Well, that could cause a problem. Signing up for a leasing agreement requires you to submit a credit check, and a bad score could result in you being charged a high interest rate or, even worse, being turned down altogether.
All is not lost, however – people with bad credit histories can still get their name on a rental contract or work on improving their credit score to make leasing possible in the future – read on to find out how to do it.
How to rent a car with bad credit
Lease providers balance your monthly fee against the risk of you missing a payment – the higher the risk, the more you’ll pay.
This extra cost could come in the form of a higher upfront payment – a better option if you want to keep your monthly payments low – or a higher monthly fee that lets you spread the cost more evenly. In any case, you will pay more than if you had a good credit score.
Saying it’s worth shopping around. Just because a company can’t offer you affordable credit doesn’t mean you won’t get a better deal elsewhere. There are companies that specialize in renting cars to people with bad credit, often called “subprime” lenders, and these may be able to arrange a deal for you where others cannot.
It is also possible that your bad credit rating does not reflect your healthy financial situation. Say you’re 17, live with your parents, don’t have a credit card, and don’t pay any monthly charges; in terms of credit, you are in the financial desert.
But you have room for negotiation. A regular income that makes the proposed rental arrangement easily affordable helps – a credit provider will want to see payslips that prove this – and it also helps if you can prove you’ve lived at the same address for two or more years . This means that the finance company can send out communications and ultimately find you if you don’t keep up with your payments.
Can I use a guarantor or co-signer for a lease contract?
Using a guarantor or co-signer is another option. Essentially, your guarantor is responsible for the debt – if you don’t honor the rental agreement, they are legally bound to do so.
Although this is common with home purchases, it may not be an arrangement that all car rental companies offer when you buy a car, so it’s best to shop around until you find one. one who can. For a guarantor to be eligible, they must also have a good credit rating.

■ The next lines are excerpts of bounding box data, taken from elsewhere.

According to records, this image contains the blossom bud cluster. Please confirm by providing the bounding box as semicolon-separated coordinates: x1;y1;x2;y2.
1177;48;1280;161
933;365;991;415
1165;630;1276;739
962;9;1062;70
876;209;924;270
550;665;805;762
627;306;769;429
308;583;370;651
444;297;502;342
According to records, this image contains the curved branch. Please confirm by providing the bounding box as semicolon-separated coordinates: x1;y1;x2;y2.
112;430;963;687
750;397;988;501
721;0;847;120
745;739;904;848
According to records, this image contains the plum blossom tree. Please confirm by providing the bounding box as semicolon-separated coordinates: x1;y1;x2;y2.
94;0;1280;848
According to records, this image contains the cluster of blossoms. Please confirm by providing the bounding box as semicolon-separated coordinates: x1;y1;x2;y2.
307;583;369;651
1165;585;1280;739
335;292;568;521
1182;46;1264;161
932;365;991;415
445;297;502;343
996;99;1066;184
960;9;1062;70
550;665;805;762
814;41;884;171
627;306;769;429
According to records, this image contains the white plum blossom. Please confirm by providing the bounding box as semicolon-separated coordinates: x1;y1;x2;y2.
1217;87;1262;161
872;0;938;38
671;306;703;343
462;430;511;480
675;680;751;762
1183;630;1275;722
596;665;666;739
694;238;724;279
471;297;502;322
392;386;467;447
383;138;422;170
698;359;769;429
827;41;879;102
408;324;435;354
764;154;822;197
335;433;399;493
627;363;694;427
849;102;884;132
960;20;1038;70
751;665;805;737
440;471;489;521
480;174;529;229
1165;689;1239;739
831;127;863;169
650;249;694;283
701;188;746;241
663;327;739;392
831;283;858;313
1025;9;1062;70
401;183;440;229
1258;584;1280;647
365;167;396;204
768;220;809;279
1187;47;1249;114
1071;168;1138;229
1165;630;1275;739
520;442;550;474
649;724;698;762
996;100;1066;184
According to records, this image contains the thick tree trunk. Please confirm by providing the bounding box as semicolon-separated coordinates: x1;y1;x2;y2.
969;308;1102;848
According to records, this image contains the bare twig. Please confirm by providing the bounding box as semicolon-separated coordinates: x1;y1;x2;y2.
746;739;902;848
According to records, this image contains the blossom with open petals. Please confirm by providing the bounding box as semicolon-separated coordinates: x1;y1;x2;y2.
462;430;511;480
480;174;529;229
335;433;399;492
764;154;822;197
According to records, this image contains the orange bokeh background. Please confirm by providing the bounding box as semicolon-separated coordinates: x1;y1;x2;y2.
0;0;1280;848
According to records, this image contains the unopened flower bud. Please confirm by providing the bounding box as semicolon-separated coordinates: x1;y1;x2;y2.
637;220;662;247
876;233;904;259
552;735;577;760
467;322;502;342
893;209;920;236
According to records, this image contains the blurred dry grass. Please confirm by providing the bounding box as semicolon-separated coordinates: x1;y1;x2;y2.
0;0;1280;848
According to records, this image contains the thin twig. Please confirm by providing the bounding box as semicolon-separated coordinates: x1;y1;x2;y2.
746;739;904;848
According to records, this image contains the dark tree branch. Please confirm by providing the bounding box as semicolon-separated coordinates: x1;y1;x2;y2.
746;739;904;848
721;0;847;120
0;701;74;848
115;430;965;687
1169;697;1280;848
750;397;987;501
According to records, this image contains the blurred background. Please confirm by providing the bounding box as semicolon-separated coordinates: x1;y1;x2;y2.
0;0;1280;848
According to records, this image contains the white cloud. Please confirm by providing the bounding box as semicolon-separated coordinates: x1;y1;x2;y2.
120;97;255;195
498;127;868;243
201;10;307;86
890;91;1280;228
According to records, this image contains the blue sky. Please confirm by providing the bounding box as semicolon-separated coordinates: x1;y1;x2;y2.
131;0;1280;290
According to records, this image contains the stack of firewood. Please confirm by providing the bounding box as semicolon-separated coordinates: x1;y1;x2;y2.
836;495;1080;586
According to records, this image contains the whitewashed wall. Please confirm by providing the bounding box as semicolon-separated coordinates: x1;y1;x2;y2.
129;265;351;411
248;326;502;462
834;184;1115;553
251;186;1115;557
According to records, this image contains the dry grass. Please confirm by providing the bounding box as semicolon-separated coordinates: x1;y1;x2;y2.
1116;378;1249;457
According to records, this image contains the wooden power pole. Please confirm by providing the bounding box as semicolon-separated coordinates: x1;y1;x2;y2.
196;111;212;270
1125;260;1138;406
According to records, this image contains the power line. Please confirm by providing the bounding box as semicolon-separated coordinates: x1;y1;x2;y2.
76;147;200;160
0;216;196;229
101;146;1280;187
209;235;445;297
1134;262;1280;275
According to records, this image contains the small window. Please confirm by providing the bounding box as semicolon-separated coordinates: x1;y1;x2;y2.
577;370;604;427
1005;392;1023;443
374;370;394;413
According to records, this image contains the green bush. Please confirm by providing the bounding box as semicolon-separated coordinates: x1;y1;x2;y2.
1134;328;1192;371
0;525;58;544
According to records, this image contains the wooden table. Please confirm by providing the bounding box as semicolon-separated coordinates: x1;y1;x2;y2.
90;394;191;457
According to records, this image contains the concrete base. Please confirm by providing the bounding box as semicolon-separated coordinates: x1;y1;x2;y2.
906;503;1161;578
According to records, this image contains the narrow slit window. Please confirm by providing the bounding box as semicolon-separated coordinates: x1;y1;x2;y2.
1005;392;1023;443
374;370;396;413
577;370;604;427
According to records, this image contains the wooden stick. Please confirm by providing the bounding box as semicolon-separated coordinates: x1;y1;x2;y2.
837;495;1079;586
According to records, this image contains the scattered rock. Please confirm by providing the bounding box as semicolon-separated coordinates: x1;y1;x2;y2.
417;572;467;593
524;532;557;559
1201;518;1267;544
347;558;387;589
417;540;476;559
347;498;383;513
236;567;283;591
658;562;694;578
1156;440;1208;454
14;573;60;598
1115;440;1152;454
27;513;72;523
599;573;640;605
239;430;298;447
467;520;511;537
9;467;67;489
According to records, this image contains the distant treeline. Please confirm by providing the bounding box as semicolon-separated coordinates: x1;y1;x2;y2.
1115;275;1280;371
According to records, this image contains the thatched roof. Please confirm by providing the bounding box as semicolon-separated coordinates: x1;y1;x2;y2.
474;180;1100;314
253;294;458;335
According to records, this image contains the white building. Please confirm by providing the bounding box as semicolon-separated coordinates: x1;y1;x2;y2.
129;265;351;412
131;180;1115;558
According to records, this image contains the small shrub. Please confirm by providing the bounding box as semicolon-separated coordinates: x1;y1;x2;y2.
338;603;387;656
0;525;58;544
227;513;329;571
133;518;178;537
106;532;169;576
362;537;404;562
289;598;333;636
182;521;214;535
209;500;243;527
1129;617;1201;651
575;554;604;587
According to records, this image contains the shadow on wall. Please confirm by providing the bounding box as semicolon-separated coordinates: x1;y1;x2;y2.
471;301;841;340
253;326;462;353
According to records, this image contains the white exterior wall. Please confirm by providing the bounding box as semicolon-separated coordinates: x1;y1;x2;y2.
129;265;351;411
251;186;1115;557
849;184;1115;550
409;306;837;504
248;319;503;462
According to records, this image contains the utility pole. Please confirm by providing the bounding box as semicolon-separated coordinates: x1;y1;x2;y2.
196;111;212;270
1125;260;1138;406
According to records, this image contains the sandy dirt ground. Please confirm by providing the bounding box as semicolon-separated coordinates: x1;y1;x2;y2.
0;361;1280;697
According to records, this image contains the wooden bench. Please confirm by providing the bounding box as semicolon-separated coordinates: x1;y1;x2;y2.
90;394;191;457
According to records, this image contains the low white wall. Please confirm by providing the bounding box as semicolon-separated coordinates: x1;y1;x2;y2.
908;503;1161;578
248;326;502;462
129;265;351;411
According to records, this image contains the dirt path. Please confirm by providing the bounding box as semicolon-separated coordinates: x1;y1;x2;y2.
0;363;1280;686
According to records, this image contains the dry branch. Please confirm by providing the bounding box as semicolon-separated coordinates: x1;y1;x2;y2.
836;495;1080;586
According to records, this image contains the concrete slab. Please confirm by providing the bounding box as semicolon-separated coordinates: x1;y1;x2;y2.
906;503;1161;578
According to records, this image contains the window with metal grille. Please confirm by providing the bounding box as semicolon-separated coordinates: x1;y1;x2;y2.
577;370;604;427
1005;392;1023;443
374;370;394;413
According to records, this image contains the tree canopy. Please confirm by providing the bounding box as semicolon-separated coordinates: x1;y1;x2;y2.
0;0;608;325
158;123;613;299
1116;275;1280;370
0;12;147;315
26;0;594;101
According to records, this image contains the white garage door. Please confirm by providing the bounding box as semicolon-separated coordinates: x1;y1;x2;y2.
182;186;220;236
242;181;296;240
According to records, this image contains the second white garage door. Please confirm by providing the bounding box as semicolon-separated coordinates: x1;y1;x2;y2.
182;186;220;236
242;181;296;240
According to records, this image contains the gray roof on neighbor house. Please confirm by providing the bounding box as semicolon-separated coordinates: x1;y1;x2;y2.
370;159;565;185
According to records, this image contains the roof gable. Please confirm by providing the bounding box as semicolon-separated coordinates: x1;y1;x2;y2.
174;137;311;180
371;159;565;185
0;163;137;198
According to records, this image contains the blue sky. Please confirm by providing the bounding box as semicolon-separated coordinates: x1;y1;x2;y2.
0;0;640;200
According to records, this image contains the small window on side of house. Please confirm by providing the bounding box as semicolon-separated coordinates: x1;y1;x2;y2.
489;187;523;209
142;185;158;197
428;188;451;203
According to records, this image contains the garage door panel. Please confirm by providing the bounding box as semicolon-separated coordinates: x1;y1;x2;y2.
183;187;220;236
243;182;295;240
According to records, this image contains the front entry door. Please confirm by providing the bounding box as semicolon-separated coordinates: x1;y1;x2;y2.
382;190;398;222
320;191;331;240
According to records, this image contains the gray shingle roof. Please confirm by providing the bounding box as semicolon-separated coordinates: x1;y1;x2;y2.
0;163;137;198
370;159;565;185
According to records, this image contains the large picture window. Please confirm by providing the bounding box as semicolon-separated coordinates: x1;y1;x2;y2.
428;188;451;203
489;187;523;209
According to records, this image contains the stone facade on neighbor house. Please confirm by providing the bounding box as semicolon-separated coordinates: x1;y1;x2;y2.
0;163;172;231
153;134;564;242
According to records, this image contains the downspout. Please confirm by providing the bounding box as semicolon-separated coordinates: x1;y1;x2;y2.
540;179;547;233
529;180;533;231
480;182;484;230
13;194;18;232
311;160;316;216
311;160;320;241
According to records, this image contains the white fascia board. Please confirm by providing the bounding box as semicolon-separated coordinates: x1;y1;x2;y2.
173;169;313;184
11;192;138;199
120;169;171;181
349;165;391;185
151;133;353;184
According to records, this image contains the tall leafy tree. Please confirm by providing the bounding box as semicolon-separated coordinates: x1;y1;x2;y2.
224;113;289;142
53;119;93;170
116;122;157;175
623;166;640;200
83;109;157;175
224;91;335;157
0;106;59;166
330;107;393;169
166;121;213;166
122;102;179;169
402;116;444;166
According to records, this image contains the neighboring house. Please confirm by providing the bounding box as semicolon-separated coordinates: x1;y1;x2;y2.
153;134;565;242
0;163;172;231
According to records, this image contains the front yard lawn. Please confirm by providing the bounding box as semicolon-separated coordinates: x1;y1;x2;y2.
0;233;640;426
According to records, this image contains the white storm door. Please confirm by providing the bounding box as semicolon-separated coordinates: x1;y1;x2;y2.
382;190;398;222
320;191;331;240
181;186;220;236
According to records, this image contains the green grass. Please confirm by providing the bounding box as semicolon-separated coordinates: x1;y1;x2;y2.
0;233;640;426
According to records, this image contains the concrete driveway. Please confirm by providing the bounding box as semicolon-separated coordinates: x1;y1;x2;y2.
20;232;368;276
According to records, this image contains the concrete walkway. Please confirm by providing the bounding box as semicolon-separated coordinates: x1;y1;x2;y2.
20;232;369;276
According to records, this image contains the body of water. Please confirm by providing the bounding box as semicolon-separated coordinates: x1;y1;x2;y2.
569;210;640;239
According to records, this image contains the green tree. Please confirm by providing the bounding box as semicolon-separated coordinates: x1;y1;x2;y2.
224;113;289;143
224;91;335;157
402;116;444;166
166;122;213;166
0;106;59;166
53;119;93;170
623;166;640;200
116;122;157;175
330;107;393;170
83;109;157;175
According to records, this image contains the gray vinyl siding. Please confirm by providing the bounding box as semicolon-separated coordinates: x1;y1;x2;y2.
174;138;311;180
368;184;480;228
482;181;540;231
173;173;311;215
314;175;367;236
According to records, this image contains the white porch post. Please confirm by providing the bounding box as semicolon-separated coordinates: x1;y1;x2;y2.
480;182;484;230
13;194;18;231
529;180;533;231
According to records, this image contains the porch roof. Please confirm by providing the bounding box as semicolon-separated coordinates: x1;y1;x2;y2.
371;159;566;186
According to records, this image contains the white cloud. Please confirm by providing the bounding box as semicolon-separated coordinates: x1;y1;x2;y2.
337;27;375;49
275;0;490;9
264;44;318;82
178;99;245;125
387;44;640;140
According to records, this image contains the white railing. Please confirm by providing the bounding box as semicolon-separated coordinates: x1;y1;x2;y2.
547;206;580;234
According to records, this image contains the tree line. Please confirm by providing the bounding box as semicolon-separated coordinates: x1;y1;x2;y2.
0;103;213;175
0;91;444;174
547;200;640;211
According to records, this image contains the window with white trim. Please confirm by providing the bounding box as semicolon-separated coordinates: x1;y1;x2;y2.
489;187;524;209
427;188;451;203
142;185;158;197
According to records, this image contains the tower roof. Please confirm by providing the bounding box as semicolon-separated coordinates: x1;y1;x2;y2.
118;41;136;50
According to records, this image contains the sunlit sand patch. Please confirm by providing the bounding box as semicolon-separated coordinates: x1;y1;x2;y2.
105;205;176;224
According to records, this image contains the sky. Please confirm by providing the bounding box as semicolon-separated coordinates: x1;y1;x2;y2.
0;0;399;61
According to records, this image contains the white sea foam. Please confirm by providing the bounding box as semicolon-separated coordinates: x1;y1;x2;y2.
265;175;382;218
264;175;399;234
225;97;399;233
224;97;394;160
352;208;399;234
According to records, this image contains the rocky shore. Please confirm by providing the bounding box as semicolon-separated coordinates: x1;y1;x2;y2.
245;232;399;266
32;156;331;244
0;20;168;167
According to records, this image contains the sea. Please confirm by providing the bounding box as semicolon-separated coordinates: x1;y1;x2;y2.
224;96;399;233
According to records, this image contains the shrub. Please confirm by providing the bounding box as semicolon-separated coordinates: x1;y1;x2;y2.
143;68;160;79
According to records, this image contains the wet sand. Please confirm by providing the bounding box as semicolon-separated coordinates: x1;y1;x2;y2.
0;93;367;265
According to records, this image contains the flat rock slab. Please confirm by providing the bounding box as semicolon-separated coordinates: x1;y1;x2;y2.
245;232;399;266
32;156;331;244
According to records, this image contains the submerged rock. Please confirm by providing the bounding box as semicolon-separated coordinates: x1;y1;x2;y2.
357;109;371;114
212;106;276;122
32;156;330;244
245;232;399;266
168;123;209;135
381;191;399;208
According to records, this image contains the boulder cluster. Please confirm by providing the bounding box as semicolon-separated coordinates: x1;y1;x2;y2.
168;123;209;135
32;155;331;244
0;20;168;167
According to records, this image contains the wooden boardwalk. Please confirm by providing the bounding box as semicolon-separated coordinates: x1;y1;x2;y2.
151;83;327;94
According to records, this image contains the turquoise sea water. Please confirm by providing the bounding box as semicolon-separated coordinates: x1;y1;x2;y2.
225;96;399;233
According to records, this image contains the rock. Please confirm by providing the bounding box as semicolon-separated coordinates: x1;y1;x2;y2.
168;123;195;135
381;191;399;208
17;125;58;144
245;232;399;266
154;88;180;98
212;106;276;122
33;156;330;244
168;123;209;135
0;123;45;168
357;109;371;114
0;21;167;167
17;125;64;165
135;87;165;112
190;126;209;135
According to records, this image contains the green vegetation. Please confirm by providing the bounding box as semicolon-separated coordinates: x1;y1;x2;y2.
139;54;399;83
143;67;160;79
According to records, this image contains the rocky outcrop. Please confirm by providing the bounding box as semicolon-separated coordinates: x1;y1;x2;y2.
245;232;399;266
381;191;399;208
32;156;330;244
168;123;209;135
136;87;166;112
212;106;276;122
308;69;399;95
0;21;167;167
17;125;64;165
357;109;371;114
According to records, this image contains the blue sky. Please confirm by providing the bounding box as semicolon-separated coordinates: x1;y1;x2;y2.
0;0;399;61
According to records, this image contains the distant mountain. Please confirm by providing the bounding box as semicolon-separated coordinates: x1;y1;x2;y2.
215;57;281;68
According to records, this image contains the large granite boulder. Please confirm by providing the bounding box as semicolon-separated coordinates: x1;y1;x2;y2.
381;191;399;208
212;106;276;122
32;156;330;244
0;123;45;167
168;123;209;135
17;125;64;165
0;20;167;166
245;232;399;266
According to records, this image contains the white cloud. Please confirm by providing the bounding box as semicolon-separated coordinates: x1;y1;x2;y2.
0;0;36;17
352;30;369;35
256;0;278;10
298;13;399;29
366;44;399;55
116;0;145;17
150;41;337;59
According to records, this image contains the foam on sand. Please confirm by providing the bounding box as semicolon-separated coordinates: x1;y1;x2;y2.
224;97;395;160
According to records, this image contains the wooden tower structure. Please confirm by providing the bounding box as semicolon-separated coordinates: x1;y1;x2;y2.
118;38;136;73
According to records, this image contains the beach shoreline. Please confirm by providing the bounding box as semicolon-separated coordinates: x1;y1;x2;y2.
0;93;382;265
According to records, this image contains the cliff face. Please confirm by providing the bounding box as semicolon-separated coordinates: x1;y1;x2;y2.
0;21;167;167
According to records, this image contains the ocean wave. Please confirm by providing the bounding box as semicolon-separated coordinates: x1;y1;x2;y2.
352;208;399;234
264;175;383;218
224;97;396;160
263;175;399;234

Bad leasing credit: joint leasing
Another way to lease a car is to get a joint lease. A joint tenancy does what it says on the tin. Essentially, you and your partner or family member share responsibility for payment and pool your credit scores to get the car.
What is a credit score?
Knowing your credit score helps you understand why you’re being denied a lease or being charged a high rate for credit.
A credit score is a number between 300 (lowest) and 850 (highest) that ranks your creditworthiness, so someone with a credit score of 403 will pay more for credit than if they had a score. of 803.
The score is based on your credit history and will take into account everything from your current debt, your salary, your expenses and your ability to pay your bills on time.
So if you have a low limit on your credit card, miss payments, and have a below-average salary, your score will be low. Certainly less than someone who has an above average salary, a high credit limit and has no problem paying his debts on time.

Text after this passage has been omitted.